Large Language Models are rapidly becoming core components of modern software development workflows, yet ensuring code security remains challenging. Existing vulnerability detection pipelines either rely on static analyzers or use LLM/GNN-based detectors trained with coarse program-level supervision. Both families often require complete context, provide sparse end-of-completion feedback, and can degrade as code length grows, making them ill-suited for real-time, prefix-level assessment during interactive coding and streaming generation. We propose SecCodePRM, a security-oriented process reward model that assigns a context-aware, step-level security score along a code trajectory. To train the model, we derive step-level supervision labels from static analyzers and expert annotations, allowing the model to attend more precisely to fine-grained regions associated with inter-procedural vulnerabilities. SecCodePRM has three applications: full-code vulnerability detection (VD), partial-code VD, and secure code generation (CG). For VD, SecCodePRM uses risk-sensitive aggregation that emphasizes high-risk steps; for CG, SecCodePRM supports inference-time scaling by ranking candidate continuations and favoring higher cumulative reward. This design yields dense, real-time feedback that scales to long-horizon generation. Empirically, SecCodePRM outperforms prior approaches in all three settings, while preserving code functional correctness, suggesting improved security without a safety-utility tradeoff.
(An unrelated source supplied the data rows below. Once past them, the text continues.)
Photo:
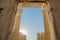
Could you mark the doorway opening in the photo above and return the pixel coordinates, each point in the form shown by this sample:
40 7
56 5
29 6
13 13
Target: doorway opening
32 23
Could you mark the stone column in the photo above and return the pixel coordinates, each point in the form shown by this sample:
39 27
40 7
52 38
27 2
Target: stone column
17 22
46 23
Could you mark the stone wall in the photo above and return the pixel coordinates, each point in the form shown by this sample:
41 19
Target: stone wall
7 14
55 9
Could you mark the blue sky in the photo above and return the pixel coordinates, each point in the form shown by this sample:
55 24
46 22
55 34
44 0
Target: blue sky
32 22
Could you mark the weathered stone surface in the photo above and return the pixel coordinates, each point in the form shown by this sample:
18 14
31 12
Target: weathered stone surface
55 8
7 15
翻译：大语言模型正迅速成为现代软件开发流程的核心组成部分，然而确保代码安全仍然具有挑战性。现有的漏洞检测流程要么依赖于静态分析器，要么使用基于LLM/GNN的检测器，这些检测器仅接受粗粒度的程序级监督进行训练。这两类方法通常需要完整的代码上下文，仅提供稀疏的完成时反馈，并且可能随着代码长度的增加而性能下降，因此不适合在交互式编码和流式生成过程中进行实时、前缀级别的评估。我们提出了SecCodePRM，一种面向安全的过程奖励模型，它能够沿着代码轨迹分配具有上下文感知的步骤级安全分数。为了训练该模型，我们从静态分析器和专家标注中推导出步骤级监督标签，使模型能够更精确地关注与过程间漏洞相关的细粒度区域。SecCodePRM具有三种应用场景：完整代码漏洞检测、部分代码漏洞检测以及安全代码生成。对于漏洞检测，SecCodePRM采用强调高风险步骤的风险敏感聚合策略；对于代码生成，SecCodePRM通过排序候选续写并偏好更高累积奖励的方式支持推理时缩放。这种设计产生了密集的实时反馈，并能扩展到长序列生成。实验表明，SecCodePRM在所有三种场景下均优于先前的方法，同时保持了代码功能正确性，这表明其在没有安全-效用权衡的前提下实现了安全性的提升。